Yellowstriped armyworm

Spodoptera ornithogalli

Distribution. The yellowstriped armyworm, Spodoptera ornithogalli (Guenée), is common in the eastern United States as far west as the Rocky Mountains, and occurs in southern Canada. However, it also is reported from southwestern states, including California. The distribution of this native insect includes Mexico, Central and South America, and many Caribbean islands. As a pest, however, its occurrence is limited principally to the southeastern states. A very similar species, western yellowstriped armyworm, Spodoptera praefica (Grote), is known only from the western states, principally California and Oregon. In California, Spodoptera praefica is much more important than Spodoptera ornithogalli.
Life Cycle and Description:
There apparently are three to four generations annually, with broods of adults present in March to May, May to June, July to August, and August to November. Some of the latter brood of yellowstriped overwinter as pupae rather than emerging as adults. Although eggs, larvae and adults of yellowstriped armyworm may be present in autumn or early winter they cannot withstand cold weather, and perish. Development time, from egg to adult, is about 40 days.
Eggs: The eggs are greenish to pinkish brown in color and bear 45 to 58 small ridges. In shape, the egg is a slightly flattened sphere, measuring 0.46 to 0.52 mm in diameter and 0.38 to 0.40 mm in height. Females typically deposit clusters of 200 to 500 eggs, usually on the underside of leaves. Total fecundity was determined to be over 3000 eggs under laboratory conditions. The eggs are covered with scales from the body of the adults. Duration of the egg stage is three to five days at warm temperatures.

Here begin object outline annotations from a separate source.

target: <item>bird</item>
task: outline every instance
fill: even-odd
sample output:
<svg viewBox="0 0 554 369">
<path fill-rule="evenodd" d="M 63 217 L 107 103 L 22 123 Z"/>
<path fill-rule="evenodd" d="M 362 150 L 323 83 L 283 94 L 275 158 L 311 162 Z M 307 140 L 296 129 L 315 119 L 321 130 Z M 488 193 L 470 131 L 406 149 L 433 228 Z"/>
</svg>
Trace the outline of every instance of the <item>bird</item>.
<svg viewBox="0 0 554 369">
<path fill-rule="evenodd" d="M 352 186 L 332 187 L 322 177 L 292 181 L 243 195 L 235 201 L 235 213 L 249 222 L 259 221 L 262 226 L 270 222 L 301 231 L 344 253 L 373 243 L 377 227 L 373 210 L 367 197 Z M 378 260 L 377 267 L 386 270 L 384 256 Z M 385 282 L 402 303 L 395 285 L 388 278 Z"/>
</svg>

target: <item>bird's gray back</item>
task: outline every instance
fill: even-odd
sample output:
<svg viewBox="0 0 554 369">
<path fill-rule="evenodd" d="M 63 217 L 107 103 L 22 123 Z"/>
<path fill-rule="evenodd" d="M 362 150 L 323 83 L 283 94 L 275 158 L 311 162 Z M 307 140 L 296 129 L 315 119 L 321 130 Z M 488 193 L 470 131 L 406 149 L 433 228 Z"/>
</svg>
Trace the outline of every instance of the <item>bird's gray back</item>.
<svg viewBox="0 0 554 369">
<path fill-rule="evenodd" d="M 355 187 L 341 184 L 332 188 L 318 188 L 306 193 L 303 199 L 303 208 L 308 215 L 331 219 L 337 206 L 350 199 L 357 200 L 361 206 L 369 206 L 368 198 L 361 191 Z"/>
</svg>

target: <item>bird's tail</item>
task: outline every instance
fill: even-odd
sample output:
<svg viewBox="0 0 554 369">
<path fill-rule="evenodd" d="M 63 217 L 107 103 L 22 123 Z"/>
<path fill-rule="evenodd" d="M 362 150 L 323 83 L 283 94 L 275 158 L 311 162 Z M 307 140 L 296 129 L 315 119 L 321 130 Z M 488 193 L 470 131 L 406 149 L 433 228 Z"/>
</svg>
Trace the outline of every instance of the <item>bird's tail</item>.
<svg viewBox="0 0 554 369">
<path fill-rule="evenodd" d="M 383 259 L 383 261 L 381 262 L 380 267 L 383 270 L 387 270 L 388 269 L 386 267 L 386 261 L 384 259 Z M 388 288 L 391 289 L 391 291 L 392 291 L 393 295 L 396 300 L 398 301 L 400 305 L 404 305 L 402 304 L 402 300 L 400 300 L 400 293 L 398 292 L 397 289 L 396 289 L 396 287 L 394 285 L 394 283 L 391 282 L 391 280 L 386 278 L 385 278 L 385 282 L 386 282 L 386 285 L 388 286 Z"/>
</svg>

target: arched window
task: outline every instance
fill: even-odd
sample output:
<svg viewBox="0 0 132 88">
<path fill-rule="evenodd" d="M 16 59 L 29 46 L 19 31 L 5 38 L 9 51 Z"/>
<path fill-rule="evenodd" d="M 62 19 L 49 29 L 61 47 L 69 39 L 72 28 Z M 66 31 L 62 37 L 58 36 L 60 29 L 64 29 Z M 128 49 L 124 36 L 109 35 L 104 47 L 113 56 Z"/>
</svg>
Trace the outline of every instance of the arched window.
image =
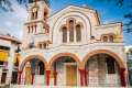
<svg viewBox="0 0 132 88">
<path fill-rule="evenodd" d="M 108 74 L 116 74 L 114 59 L 112 57 L 107 58 Z"/>
<path fill-rule="evenodd" d="M 33 45 L 32 45 L 32 43 L 31 43 L 31 44 L 29 44 L 29 48 L 33 48 Z"/>
<path fill-rule="evenodd" d="M 32 12 L 31 20 L 34 20 L 34 12 Z"/>
<path fill-rule="evenodd" d="M 40 75 L 44 75 L 44 63 L 41 61 L 38 63 Z"/>
<path fill-rule="evenodd" d="M 76 26 L 76 41 L 81 41 L 81 28 L 80 28 L 80 25 Z"/>
<path fill-rule="evenodd" d="M 63 43 L 67 43 L 67 29 L 63 28 Z"/>
<path fill-rule="evenodd" d="M 74 42 L 74 21 L 69 21 L 69 42 Z"/>
<path fill-rule="evenodd" d="M 47 21 L 47 12 L 44 12 L 44 20 Z"/>
<path fill-rule="evenodd" d="M 42 44 L 40 44 L 40 48 L 42 48 Z"/>
<path fill-rule="evenodd" d="M 48 18 L 47 9 L 44 9 L 44 20 L 47 21 L 47 18 Z"/>
<path fill-rule="evenodd" d="M 113 42 L 113 36 L 112 35 L 109 36 L 109 42 Z"/>
<path fill-rule="evenodd" d="M 28 33 L 30 34 L 30 26 L 28 26 Z"/>
<path fill-rule="evenodd" d="M 32 18 L 31 20 L 36 20 L 37 19 L 37 8 L 34 8 L 32 11 Z"/>
<path fill-rule="evenodd" d="M 103 42 L 108 42 L 108 37 L 107 36 L 103 36 Z"/>
<path fill-rule="evenodd" d="M 46 48 L 46 43 L 44 43 L 44 48 Z"/>
</svg>

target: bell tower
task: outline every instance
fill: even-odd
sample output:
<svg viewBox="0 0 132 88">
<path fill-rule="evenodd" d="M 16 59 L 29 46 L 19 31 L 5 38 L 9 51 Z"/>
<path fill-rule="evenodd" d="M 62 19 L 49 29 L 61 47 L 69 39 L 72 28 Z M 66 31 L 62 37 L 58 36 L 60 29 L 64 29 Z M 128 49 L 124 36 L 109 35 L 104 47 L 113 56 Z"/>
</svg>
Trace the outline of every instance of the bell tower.
<svg viewBox="0 0 132 88">
<path fill-rule="evenodd" d="M 34 41 L 35 47 L 38 42 L 50 41 L 48 14 L 51 8 L 44 0 L 30 0 L 28 20 L 24 23 L 22 47 L 28 47 Z"/>
</svg>

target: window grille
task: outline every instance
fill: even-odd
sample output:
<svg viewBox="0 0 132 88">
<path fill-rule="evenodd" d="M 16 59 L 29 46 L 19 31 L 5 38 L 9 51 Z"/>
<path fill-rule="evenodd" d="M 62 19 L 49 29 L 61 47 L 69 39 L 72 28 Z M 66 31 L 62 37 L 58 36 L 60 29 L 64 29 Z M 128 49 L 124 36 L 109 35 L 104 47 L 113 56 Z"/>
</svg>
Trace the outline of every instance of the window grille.
<svg viewBox="0 0 132 88">
<path fill-rule="evenodd" d="M 69 42 L 74 42 L 74 21 L 69 21 Z"/>
<path fill-rule="evenodd" d="M 103 36 L 103 42 L 108 42 L 108 37 L 107 36 Z"/>
<path fill-rule="evenodd" d="M 81 41 L 81 29 L 80 29 L 80 25 L 76 26 L 76 41 Z"/>
<path fill-rule="evenodd" d="M 109 36 L 109 40 L 110 40 L 110 42 L 113 42 L 113 36 L 110 35 L 110 36 Z"/>
<path fill-rule="evenodd" d="M 67 43 L 67 29 L 63 28 L 63 43 Z"/>
<path fill-rule="evenodd" d="M 116 74 L 116 68 L 114 68 L 114 59 L 109 57 L 107 58 L 107 68 L 108 68 L 108 74 Z"/>
</svg>

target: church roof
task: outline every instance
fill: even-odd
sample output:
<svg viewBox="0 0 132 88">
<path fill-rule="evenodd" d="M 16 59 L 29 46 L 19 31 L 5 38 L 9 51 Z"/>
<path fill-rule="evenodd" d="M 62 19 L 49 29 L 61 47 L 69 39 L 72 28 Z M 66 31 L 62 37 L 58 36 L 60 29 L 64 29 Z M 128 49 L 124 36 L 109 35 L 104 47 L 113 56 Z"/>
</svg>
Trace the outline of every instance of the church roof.
<svg viewBox="0 0 132 88">
<path fill-rule="evenodd" d="M 6 34 L 2 34 L 2 33 L 0 33 L 0 38 L 22 44 L 22 42 L 20 40 L 15 38 L 14 36 L 6 35 Z"/>
<path fill-rule="evenodd" d="M 75 6 L 75 4 L 68 4 L 67 7 L 69 7 L 69 6 L 78 7 L 78 8 L 84 8 L 84 9 L 89 9 L 89 10 L 96 11 L 96 9 L 92 9 L 92 8 L 89 8 L 89 7 L 79 7 L 79 6 Z M 63 8 L 62 10 L 66 9 L 67 7 Z M 62 10 L 57 11 L 56 13 L 61 12 Z M 56 13 L 54 13 L 54 14 L 56 14 Z M 52 14 L 51 16 L 53 16 L 54 14 Z"/>
</svg>

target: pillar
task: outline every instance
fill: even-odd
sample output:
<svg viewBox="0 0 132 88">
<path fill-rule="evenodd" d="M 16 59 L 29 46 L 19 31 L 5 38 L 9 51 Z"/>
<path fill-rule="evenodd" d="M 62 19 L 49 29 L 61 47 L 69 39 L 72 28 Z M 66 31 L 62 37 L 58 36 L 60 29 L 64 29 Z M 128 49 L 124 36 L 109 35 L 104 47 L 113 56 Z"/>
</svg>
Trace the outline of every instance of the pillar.
<svg viewBox="0 0 132 88">
<path fill-rule="evenodd" d="M 50 73 L 51 73 L 51 70 L 46 70 L 46 73 L 47 73 L 47 86 L 50 86 Z"/>
<path fill-rule="evenodd" d="M 54 74 L 55 74 L 55 82 L 54 82 L 54 85 L 56 86 L 57 85 L 57 72 L 55 72 Z"/>
<path fill-rule="evenodd" d="M 79 69 L 80 70 L 80 86 L 84 86 L 84 70 L 85 69 Z"/>
<path fill-rule="evenodd" d="M 124 70 L 125 70 L 125 68 L 120 68 L 121 85 L 122 85 L 123 87 L 127 86 L 127 84 L 125 84 L 125 75 L 124 75 Z"/>
<path fill-rule="evenodd" d="M 35 75 L 35 73 L 32 73 L 32 81 L 31 81 L 31 85 L 33 85 L 34 75 Z"/>
<path fill-rule="evenodd" d="M 85 86 L 88 86 L 88 72 L 85 70 Z"/>
<path fill-rule="evenodd" d="M 21 85 L 21 75 L 22 75 L 22 72 L 20 70 L 19 72 L 19 82 L 18 82 L 18 85 Z"/>
</svg>

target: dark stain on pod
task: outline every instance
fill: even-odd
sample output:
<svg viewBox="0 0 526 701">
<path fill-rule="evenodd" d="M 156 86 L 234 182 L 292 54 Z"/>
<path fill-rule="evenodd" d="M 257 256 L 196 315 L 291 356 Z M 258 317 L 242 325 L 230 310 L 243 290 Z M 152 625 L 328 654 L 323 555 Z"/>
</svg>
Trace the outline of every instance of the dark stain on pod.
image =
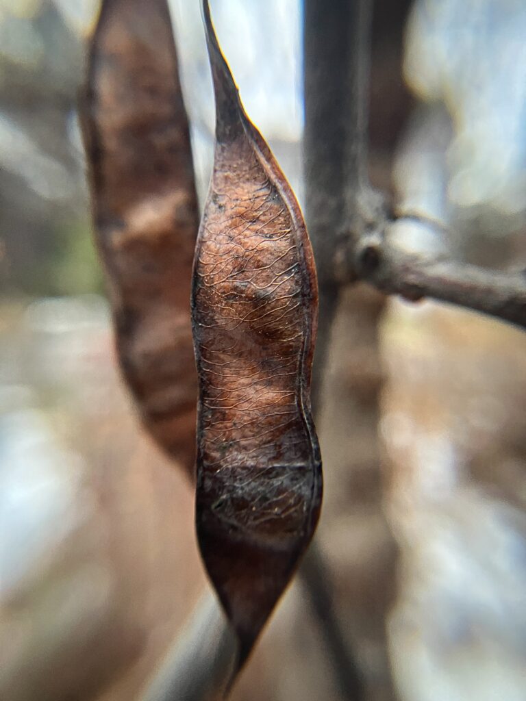
<svg viewBox="0 0 526 701">
<path fill-rule="evenodd" d="M 240 641 L 238 670 L 319 515 L 309 397 L 318 295 L 295 197 L 245 114 L 206 0 L 203 11 L 216 144 L 191 301 L 196 524 L 203 559 Z"/>
</svg>

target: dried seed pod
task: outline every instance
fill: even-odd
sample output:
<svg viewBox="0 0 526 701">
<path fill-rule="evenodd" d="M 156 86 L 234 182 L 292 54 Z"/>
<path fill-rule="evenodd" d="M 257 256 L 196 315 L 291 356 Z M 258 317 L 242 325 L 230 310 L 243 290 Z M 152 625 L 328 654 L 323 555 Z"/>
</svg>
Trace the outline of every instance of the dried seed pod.
<svg viewBox="0 0 526 701">
<path fill-rule="evenodd" d="M 193 476 L 198 210 L 166 0 L 104 0 L 81 108 L 121 367 L 146 427 Z"/>
<path fill-rule="evenodd" d="M 314 260 L 295 196 L 240 102 L 203 2 L 216 102 L 213 173 L 194 260 L 196 523 L 240 639 L 238 669 L 318 520 L 310 409 Z"/>
</svg>

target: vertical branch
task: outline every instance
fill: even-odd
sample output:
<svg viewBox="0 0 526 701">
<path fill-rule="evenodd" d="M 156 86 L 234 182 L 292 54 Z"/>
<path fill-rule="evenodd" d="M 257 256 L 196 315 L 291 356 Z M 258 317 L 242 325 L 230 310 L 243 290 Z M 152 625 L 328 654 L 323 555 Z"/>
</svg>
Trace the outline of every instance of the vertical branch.
<svg viewBox="0 0 526 701">
<path fill-rule="evenodd" d="M 367 133 L 372 0 L 305 0 L 304 162 L 307 227 L 319 287 L 319 321 L 312 402 L 319 420 L 331 329 L 339 300 L 336 252 L 356 222 L 361 193 L 368 191 Z M 334 608 L 329 573 L 316 542 L 302 568 L 338 684 L 358 700 L 363 687 L 358 665 Z"/>
<path fill-rule="evenodd" d="M 304 162 L 306 215 L 320 311 L 312 400 L 318 409 L 339 282 L 335 258 L 368 188 L 367 132 L 372 0 L 305 0 Z"/>
</svg>

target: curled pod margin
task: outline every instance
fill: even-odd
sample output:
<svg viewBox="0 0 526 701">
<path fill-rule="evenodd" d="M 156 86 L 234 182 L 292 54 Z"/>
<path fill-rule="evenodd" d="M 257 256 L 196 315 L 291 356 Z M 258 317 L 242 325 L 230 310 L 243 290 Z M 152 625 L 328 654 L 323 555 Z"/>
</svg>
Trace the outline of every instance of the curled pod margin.
<svg viewBox="0 0 526 701">
<path fill-rule="evenodd" d="M 216 104 L 192 326 L 196 527 L 240 641 L 237 669 L 312 537 L 322 495 L 310 407 L 314 259 L 294 193 L 246 116 L 203 12 Z"/>
</svg>

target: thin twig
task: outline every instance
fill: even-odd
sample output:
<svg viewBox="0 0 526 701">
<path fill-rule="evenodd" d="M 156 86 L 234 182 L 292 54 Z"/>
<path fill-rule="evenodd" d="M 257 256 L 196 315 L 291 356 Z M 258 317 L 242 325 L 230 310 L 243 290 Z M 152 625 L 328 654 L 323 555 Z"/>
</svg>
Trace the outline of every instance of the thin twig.
<svg viewBox="0 0 526 701">
<path fill-rule="evenodd" d="M 488 270 L 455 261 L 407 253 L 389 236 L 364 236 L 352 252 L 352 268 L 387 294 L 416 301 L 424 297 L 526 328 L 526 274 Z"/>
<path fill-rule="evenodd" d="M 168 651 L 141 701 L 217 701 L 236 658 L 237 639 L 209 592 Z"/>
<path fill-rule="evenodd" d="M 319 289 L 312 403 L 321 390 L 340 282 L 334 274 L 340 236 L 358 212 L 375 212 L 367 176 L 372 0 L 305 0 L 304 5 L 305 213 Z M 365 217 L 361 217 L 360 221 Z M 358 701 L 363 683 L 335 611 L 327 569 L 316 543 L 301 569 L 312 611 L 344 697 Z"/>
</svg>

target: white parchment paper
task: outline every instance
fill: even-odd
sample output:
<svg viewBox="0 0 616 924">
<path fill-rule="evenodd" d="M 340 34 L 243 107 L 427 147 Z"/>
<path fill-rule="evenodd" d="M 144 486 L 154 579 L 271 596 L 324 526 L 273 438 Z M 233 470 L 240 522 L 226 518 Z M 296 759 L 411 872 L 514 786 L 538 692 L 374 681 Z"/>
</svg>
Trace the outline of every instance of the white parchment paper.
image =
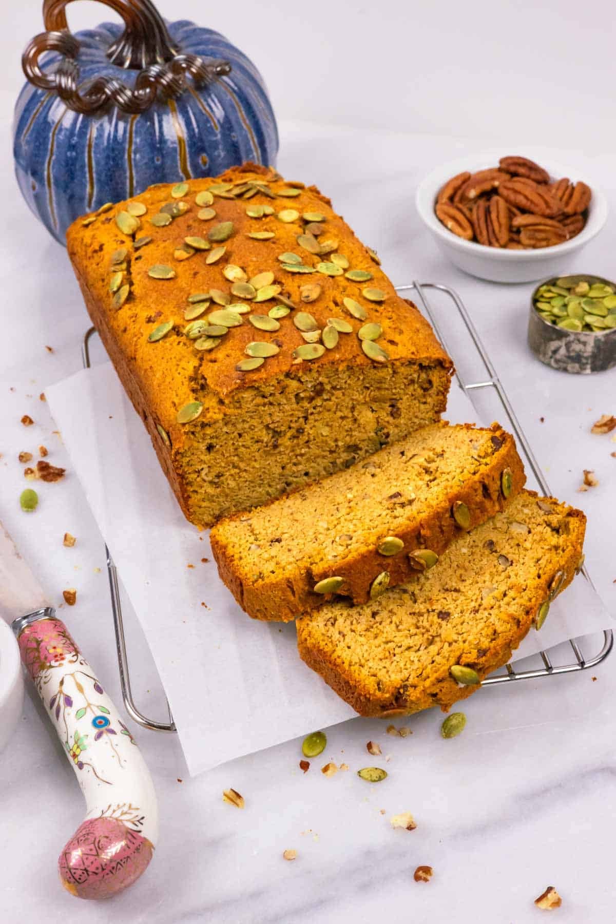
<svg viewBox="0 0 616 924">
<path fill-rule="evenodd" d="M 185 520 L 111 364 L 45 394 L 143 626 L 190 772 L 355 715 L 300 661 L 292 624 L 256 622 L 237 606 L 218 578 L 208 534 Z M 489 422 L 455 383 L 447 417 Z M 610 624 L 580 576 L 516 657 Z M 519 722 L 514 709 L 511 722 Z"/>
</svg>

Larvae: Larvae initially are gregarious in behavior, but as they mature they disperse, sometimes spinning strands of silk upon which they are blown by the wind. There usually are six instars, although seven instars have been reported. Head capsule widths are about 0.28, 0.45, 0.8-1.0, 1.4-1.6, 2.0- 2.2, and 2.8-3.0 mm, respectively, for instars one through 6. The larva grows from about 2.0 to 35 mm in length over the course of development. Coloration is variable, but mature larvae tend to bear a broad brownish band dorsally, with a faint white line at the center. More pronounced are black triangular markings along each side, with a distinct yellow or white line below. A dark line runs laterally through the area of the spiracles, and below this is a pink or orange band.
Dark subdorsal spots are found on the mesothorax of yellowstriped armyworm, and the triangular shape of these spots aids in distinguishing this insect from sweetpotato armyworm, Spodoptera dolichos, and velvet armyworm, Spodoptera latifascia, in eastern states. The head is brown but has extensive blackish markings. Duration of the larval stage is 14 to 20 days, with the first three instars requiring about two days each and the last three instars requiring about three days each.
Pupae: Larvae pupate in the soil within a cell containing a thin lining of silk. The reddish brown pupa measures about 18 mm in length. Duration of the pupal stage is nine to 22 days, normally averaging 12 to 18 days.
Adults: The moths measure 34 to 41 mm in wing span. The front wings are brownish gray with a complicated pattern of light and dark markings. Irregular whitish bands normally occur diagonally near the center of the wings, with additional white coloration distally near the margin. The hind wings are opalescent white, with a narrow brown margin. Under laboratory conditions average longevity of adults is 17 days, with most egg production completed by the tenth day.